Questo giovane Parco, nato solo nel 1994 con i suoi 78 mila ettari di estensione, è stato creato per proteggere una terra antica, nella quale si nascondono tesori unici che vanno assolutamente tutelati, tesori che sono frutto di una combinazione irripetibile di fattori umani e naturali: aspre montagne ricoperte da fitta e centenaria vegetazione, splendide quanto nascoste cascate, valloni talmente impervi e intricati da non essere stati mai percorsi dall’uomo, rocce a picco appuntite o arrotondate dalle forme più incredibili e a volte uniche, come la famosa Pietra Cappa, canaloni e dirupi, strade spesso silenziose, piante e animali rari.
In Aspromonte, come ha insegnato Corrado Alvaro (scrittore e giornalista nato nel 1895 a San Luca, autore di “Gente d’Aspromonte”), è possibile passare dalla frescura di un bosco secolare d’annosi faggi, pini larici o abeti bianchi, sotto i quali spesso si nasconde la rara felce aquilina, relitto di ere glaciali, alla calura di altopiani assolati e nudi, dove solo la gariga sopravvive al vento impetuoso.
I tre sentieri principali, quello del Brigante che collega Gambarile a Stilo, quello dell’Inglese, in onore del paesaggista anglosassone Eward Lear, che nel 1847 percorse a piedi tutto il periplo del massiccio, ed infine il sentiero Italia, sono le vie principali e sicuramente le più sicure per poter ammirare una natura in cui paesaggi e scenari mutano di continuo, si modificano e si alternano, quasi a dare un piacere unico, estremamente intenso e continuamente mutevole ad ogni escursione. Nonostante il bracconaggio e gli scempi del passato fra inutili quanto distruttive strade, nonostante la devastazione del bosco avvenuta in secoli di sfruttamento, l’Aspromonte è ancora un ambiente magico, regno minacciato dello schivo lupo, del silenzioso gatto selvatico, del piccolo driomio (simile al ghiro), dell’ormai rarissimo istrice e della veloce martora, ma soprattutto dell’ “aquila che ama il mare” o aquila di Bonelli, che nidifica sulle scogliere e sulle pareti di roccia inaccessibili, spesso a poca distanza dall’azzurro delle onde.
Se la flora e la fauna di questi luoghi sono un patrimonio da tutelare assolutamente, altrettanto vale per i piccoli borghi arroccati sulle montagne, splendidi gioielli d’arte e di storia che mostrano come l’immensa varietà paesaggistica di un territorio dalle splendide attrattive, possa integrarsi in modo mirabile alle vetuste opere dell’uomo.
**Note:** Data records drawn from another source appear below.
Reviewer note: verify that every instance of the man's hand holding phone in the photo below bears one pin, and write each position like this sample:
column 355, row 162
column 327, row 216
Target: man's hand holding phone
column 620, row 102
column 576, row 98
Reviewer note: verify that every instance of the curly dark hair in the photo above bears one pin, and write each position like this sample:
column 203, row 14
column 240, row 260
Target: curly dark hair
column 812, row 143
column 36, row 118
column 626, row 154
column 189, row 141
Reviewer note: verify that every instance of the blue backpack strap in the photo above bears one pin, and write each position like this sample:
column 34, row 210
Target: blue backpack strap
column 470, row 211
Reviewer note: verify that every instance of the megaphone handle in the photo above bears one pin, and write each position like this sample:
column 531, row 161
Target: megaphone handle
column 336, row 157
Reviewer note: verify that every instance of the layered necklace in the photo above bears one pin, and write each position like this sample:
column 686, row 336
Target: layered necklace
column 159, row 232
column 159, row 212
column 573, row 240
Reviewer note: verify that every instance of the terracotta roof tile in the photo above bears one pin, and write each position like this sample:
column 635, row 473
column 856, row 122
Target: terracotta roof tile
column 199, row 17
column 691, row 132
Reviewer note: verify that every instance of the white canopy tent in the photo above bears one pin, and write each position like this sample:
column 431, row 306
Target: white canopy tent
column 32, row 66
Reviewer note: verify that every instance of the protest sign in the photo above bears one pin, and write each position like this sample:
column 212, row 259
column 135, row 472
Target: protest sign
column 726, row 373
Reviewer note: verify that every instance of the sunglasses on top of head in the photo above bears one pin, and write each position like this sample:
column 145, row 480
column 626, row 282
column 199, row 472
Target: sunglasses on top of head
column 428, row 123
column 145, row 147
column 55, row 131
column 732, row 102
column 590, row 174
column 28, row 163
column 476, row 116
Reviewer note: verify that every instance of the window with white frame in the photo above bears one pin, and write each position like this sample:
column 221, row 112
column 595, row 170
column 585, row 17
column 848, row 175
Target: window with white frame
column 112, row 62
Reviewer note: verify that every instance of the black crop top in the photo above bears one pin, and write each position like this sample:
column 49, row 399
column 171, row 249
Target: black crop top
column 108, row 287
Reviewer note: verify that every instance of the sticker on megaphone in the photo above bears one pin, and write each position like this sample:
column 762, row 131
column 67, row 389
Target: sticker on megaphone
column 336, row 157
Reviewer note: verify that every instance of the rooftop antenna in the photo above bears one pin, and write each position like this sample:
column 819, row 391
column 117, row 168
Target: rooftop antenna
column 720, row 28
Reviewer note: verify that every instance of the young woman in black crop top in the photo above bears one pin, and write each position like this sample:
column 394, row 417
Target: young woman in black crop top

L’antica Pentadattilo, abbarbicata su una rupe a cinque punte dalla quale prende nome, e il caratteristico nucleo antico di Palizzi, con il castello medioevale, ci narrano una sconosciuta storia calabrese; Gerace, sul versante orientale, cittadina di antica struttura risalente al XII-XIII sec., dominata dalla rupe del Castello, testimonia altrettante vicende della storia e della cultura di questa regione. Più a sud, nel centro di Bova, gli stili architettonici delle varie epoche, dal medioevo al settecento, si intrecciano per mostrare i caratteri della peculiare cultura delle misteriose ed affascinanti comunità grecaniche.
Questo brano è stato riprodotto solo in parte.